There were also clusters of green leather armchairs and small tables at each end of the saloon where several passengers were already sitting reading newspapers or playing cards.
‘Will this be your first visit to Egypt?’ Hakim asked me as we walked.
I nodded.
‘You will have a most wonderful time. Are you visiting the great pyramids?’
‘Oh yes,’ I said. ‘I’ve wanted to see them since forever.’
Hakim smiled. ‘They are indeed most magnificent.’ He turned to Lily. ‘And you, Miss, are you looking forward to seeing the sights of Egypt?’
‘I’m sure they will be very nice,’ she said carefully, ‘unless I die from sea sickness before we get there.’
Hakim’s brow furrowed. ‘I am most certain that will not be the case. I have a most efficacious tonic made from ginger and a touch of liquorice, which I will bring for you if you feel unwell.’
I didn’t dare look at Lily as I knew how much she hated both ginger and liquorice.
‘That’s quite enough chatter, girls,’ said Papa from behind us. ‘I am sure Hakim doesn’t want to know all our business.’
Hakim shook his head. ‘No, it is good. I am always most interested in my passengers.’
‘Where is your home, Hakim?’ I asked.
He studied me for a moment. ‘Not many passengers ask me about my home,’ and he nodded approvingly. ‘I was born in Bombay, a most busy and most beautiful city in India.’
The next moment we reached our cabins. Mama and Papa were shown into one. Ours was just next door. The first thing that hit me was the smell, which was a strange soup of furniture polish like Daisy, our parlour maid, used at home, all mixed up with burnt oil and seaweed.
‘It smells strange,’ said Lily, wrinkling her nose.
‘It will be better once you have let it air for a while,’ said Papa from the doorway. ‘In any case, you’ll soon get used to it.’
The cabin was smaller than I’d expected, and darker. The only light filtered in through a porthole no bigger than the globe in the schoolroom at home. A brass oil lamp hung from a hook in the ceiling. Fixed to one wall was a washstand, while built into the opposite wall were two snug births, one above the other, each hidden behind its own little curtain. A wooden ladder ran from the top bunk to the floor. Against the far wall, below the porthole, was a small leather sofa.
Lily was frowning at the ladder. She was terrified of heights of any sort.
‘Shall I take the top bunk?’
She threw me a relieved smile. ‘Please do.’ She peered round the cabin. ‘But wherever are we going to put all our luggage?’

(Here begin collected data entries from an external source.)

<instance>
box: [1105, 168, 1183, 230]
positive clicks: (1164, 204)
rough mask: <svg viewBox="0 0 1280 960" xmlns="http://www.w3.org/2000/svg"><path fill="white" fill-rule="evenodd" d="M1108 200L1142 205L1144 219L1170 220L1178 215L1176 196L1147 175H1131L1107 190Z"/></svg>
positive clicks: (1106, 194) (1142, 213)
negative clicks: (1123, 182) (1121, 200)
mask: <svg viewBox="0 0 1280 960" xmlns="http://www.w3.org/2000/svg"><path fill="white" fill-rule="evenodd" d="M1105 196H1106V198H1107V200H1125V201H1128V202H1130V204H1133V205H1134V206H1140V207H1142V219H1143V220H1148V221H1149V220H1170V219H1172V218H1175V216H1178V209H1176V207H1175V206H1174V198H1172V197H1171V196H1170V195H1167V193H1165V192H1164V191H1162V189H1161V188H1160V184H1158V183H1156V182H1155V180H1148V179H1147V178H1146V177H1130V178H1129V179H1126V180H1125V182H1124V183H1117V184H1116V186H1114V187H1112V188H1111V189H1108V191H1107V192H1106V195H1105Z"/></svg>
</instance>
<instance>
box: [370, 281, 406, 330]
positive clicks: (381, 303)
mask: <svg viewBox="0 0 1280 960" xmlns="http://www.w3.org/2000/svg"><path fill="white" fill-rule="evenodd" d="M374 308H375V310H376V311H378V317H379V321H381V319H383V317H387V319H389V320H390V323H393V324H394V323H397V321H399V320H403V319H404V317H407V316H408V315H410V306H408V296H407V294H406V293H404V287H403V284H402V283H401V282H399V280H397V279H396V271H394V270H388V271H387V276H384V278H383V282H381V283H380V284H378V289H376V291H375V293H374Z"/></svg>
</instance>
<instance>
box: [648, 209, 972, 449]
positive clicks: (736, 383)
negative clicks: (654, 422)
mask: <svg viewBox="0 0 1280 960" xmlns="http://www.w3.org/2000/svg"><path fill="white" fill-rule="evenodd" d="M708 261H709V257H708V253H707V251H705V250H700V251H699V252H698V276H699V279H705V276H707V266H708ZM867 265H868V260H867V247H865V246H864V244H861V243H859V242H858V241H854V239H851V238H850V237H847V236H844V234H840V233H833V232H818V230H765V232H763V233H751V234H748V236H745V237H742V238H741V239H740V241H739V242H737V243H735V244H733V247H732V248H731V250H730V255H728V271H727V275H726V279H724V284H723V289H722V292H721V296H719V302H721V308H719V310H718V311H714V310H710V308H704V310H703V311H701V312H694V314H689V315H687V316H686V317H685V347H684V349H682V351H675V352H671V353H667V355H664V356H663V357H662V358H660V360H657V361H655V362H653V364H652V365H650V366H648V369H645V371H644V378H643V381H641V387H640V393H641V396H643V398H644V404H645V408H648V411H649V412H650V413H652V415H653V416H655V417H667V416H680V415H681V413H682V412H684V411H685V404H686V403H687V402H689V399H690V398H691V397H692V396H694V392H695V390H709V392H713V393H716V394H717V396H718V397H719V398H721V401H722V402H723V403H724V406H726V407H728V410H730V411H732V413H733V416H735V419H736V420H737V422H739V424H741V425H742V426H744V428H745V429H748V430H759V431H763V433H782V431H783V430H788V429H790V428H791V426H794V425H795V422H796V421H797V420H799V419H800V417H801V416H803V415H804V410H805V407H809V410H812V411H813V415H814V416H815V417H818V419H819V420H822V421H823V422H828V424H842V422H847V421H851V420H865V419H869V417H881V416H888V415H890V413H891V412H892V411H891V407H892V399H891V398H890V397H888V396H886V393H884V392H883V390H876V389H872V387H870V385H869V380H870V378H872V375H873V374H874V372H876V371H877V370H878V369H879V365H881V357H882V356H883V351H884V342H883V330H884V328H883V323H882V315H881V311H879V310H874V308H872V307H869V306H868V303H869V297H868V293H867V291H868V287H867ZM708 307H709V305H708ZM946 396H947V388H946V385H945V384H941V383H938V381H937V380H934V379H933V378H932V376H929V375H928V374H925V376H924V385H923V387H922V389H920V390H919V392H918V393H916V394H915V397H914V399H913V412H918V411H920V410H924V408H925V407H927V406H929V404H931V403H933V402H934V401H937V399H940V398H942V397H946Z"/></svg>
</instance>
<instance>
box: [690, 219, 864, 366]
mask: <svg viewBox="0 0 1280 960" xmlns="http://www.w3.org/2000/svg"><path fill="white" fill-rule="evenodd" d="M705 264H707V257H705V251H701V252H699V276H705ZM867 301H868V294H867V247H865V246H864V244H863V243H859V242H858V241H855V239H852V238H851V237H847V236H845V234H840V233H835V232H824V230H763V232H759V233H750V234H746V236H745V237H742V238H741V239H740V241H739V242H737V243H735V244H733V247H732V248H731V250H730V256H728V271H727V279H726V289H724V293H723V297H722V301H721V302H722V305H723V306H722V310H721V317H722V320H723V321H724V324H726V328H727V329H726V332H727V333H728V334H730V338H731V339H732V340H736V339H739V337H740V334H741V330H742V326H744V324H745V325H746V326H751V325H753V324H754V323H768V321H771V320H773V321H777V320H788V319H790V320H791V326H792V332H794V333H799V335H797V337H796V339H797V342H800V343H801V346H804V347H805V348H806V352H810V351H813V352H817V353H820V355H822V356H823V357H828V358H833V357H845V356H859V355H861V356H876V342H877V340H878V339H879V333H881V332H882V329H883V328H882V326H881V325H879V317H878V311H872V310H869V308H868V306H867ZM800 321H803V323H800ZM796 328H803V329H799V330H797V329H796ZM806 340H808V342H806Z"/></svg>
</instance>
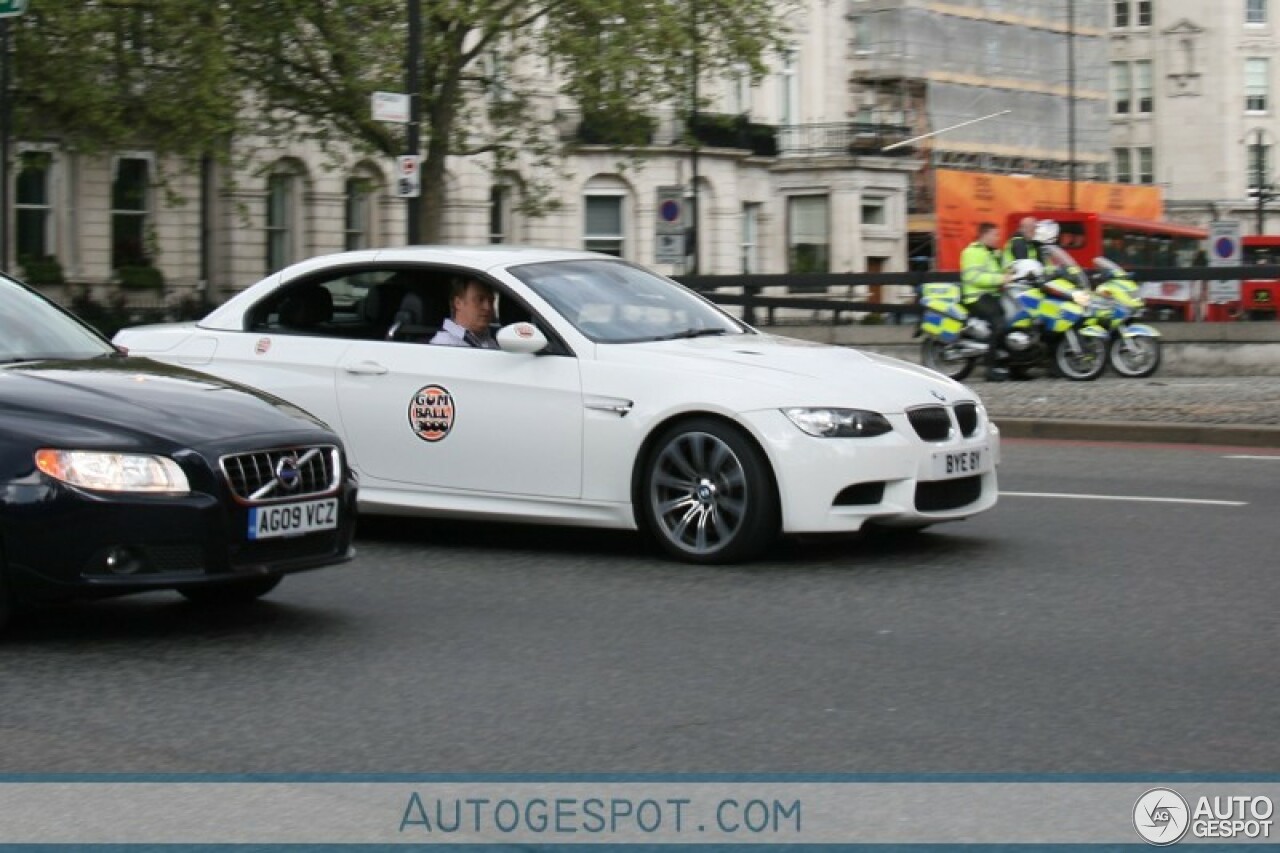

‘We will have our cabin trunks in with us,’ explained Mama as she joined us. ‘The other trunks will go in the hold and not be seen again until Suez.’ She gave a short laugh. ‘I’m glad crinolines are no longer the fashion. I believe I would have hardly fitted inside the cabins wearing mine.’
I glanced at her dark blue, travelling dress with its neat bustle, and thought she was right, imagining her in the huge birdcage of wire and tape that she used to wear under her dresses. Papa had been relieved when the fashion for crinolines had ended as he said many women had died when their skirt had caught fire, or become trapped in the wheels of a passing carriage.